We have to go back to the first part of the parable where the king forgives the huge debt of the steward who cannot repay. Parables are often elaborate stories that can’t help but grab our attention. The amount the debtor owes his master is huge and boggles the imagination. He could never repay it, not even by the sale of the debtor, his wife and his children. His request is made out of desperation, "Be patient with me and I will repay you in full." No he couldn’t. That is the point Jesus is making. We can’t "repay" God and earn our forgiveness. It comes as a gift.
The parable doesn’t end there. The forgiveness of such a vast debt should have touched the steward’s heart and made him different, a renewed person. But it did not. It should have been the energy and power in his heart they would have enabled him to also be forgiving. But his heart remained hard and the proof of this is that he did not give to a fellow servant, who owed him "a much smaller amount," what he himself had received gratis from his master – the gift of forgiveness. Jesus could have added, right after the king’s forgiveness of the servant, "You go and do likewise."
Forgiveness happens over and over for us from God.
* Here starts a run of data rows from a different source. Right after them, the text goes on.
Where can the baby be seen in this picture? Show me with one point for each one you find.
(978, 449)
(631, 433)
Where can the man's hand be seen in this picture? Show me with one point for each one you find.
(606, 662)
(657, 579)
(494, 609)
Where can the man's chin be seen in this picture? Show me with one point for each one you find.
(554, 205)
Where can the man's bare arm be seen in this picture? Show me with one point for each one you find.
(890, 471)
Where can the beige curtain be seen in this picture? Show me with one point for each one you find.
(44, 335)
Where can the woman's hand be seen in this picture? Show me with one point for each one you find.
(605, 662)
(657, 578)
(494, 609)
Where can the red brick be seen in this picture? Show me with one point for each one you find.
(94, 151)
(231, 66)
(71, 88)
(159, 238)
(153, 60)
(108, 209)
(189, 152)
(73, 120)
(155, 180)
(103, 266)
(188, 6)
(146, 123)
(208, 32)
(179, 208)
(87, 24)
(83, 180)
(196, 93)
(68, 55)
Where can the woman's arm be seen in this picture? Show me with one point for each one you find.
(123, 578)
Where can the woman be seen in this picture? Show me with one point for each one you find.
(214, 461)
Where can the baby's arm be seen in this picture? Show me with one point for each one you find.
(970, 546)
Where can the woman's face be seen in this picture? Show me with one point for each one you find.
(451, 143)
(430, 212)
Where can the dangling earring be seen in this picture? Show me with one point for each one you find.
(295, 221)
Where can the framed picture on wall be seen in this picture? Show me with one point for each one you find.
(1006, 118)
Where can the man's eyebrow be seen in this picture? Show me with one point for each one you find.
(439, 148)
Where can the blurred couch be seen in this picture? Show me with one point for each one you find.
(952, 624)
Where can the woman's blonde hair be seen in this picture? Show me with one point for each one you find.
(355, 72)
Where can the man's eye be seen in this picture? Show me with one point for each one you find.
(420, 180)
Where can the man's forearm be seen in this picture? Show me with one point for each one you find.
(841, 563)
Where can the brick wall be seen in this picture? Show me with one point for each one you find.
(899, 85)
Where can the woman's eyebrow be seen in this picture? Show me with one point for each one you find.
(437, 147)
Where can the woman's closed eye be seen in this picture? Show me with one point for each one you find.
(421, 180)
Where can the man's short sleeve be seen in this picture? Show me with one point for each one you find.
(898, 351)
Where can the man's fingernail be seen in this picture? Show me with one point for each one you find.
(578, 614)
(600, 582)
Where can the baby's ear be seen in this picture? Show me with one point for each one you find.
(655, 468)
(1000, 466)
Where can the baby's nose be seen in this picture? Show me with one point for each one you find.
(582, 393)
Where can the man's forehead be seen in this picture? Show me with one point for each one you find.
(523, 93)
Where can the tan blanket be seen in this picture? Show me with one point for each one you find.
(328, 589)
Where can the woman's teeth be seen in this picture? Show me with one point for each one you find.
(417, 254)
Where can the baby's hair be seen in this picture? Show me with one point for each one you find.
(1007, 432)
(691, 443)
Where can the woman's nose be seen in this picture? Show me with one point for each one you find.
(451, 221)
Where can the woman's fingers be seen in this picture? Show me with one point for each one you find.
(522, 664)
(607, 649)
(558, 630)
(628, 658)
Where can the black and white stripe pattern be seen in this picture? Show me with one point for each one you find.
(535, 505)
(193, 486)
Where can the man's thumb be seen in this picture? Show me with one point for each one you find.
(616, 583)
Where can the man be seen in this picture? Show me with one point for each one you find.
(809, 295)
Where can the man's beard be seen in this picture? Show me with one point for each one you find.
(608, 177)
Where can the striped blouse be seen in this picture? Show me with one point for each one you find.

We began this Eucharist again asking for forgiveness and we received it. This is just an example of the frequency of God’s forgiveness to us and is a testimony to God’s infinite mercy. In response we individuals and the church must be witnesses to the mercy God offers all human beings. How do we do this? We believers bestow forgiveness as freely as we have received it. Surely that would be a sign that the God of mercy is present and active in our midst.
Forgiveness isn’t easy. Each time we gather for Eucharist we pray the Lord’s Prayer, not because we are models of forgiveness, but as a prayer that asks the grace from God to forgive as we have been forgiven. Right after we pray the Lord’s Prayer we ask they Jesus speak a healing word to us ("Lord I am not worthy that you should come under my roof, say but the word and my soul shall be healed.") Then we offer one another peace and, as if to emphasize what we are receiving, we pray three times, "Lamb of God you take away the sins of the world, have mercy on us." And God does just that, again and again, bestows mercy just by our asking for it. Then we come forward to receive the living Christ, and the gift of his Spirit which enables us to mirror our merciful God by forgiving others as we have been forgiven."
These days of racial violence and abuse call us to question the possibility of forgiveness when so many have been victimized and abused. We cannot dismiss this suffering with platitudes like "Forgive and forget." We must remember the horrors others have suffered so we don’t repeat them. Documentaries and commemorations have reminded us of the words and example of Dr. Martin Luther King Jr. This prophet of the Civil Rights Movement challenged white people to acknowledge our complicity in racism and the part we have played in contributing to the oppression, pain and suffering of our Black sisters and brothers. He encouraged us to ask for forgiveness and then to do something to bring about the new order Jesus promised when he proclaimed, "The Kingdom of Heaven is at hand."